Nuclear Weapons, Permissive Action Links, and the History of Public Key Cryptography
In 1976, the trio came up with the theory that revolutionized cryptography and led to the system that protects Internet transactions of all sorts, from e-commerce to e-banking. As the New York Times put it, the invention of public key cryptography “was a pivotal moment in network security, a crucial component of public privacy and also an elegant and simple mathematical solution.”
However, in 1997, the British government’s eavesdropping organization, the Government Communications Headquarters, announced that it had played a role in discovering public key cryptography in the 1960s, well before Hellman, Merkle and Diffie. However, this information had been kept secret for national security reasons.
But is the matter settled there?
Not necessarily, said Steven M. Bellovin, a computer science professor at Columbia University who spoke recently in a Robert T. Chien lecture at CSL. According to Bellovin, when Bobby Inman was director of the National Security Agency (NSA), “he claimed (without substantiation) that NSA had public key cryptography a decade earlier than Diffie and Hellman.”
As further evidence, Bellovin cited a colloquium that Diffie organized to honor cryptologist Gus Simmons in 1993. One of the speakers, Jim Frazer, spoke about Permissive Action Links, or PALs, which are designed to safeguard nuclear weapons from unauthorized use. PALs were initiated by President Kennedy’s famous National Security Action Memorandum 160 in 1962. And according to Bellovin, Frazer said in his talk at the colloquium that this memo “was the basis for the invention of public key cryptography by NSA. Simmons nodded in vigorous agreement.”
After hearing of this, one of Bellovin’s colleagues contacted the Kennedy Library in Massachusetts to obtain a copy of the Kennedy memo. But as it turned out, it was an attached memorandum by Kennedy’s science adviser Jerome Weisner that offered up even more telling clues.
One large section had been scrubbed out of the Weisner memorandum for security reasons. But a curious sentence, right in the middle of this redacted section, remained in tact. Referring to PALs, this section of Weisner’s memo said, “This equipment…would certainly deter unauthorized use by military forces holding the weapons during periods of high tension or military combat.”
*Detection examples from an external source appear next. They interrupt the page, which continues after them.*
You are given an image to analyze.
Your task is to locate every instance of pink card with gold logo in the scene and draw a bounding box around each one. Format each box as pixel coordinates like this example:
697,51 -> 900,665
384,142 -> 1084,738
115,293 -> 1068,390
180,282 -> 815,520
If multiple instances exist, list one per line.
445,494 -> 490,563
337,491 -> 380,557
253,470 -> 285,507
According to Bellovin, the key word is “deter.” He said the sentence implies that non-repudiation, a classic use of public key cryptography, was important to the PALs system. Non-repudiation would make it possible to identify who ordered the launch of a bomb.
“Pending declassification of the rest of the memo,” Bellovin said, “I suspect that this is the crucial seed that led to the invention of public key cryptography at NSA.”
As Bellovin went on to note, it should come as no surprise that NSA might have had public key cryptography well before a small team of Stanford researchers discovered it. “After all,” he said, “NSA is one of the largest employers of mathematicians in the world.”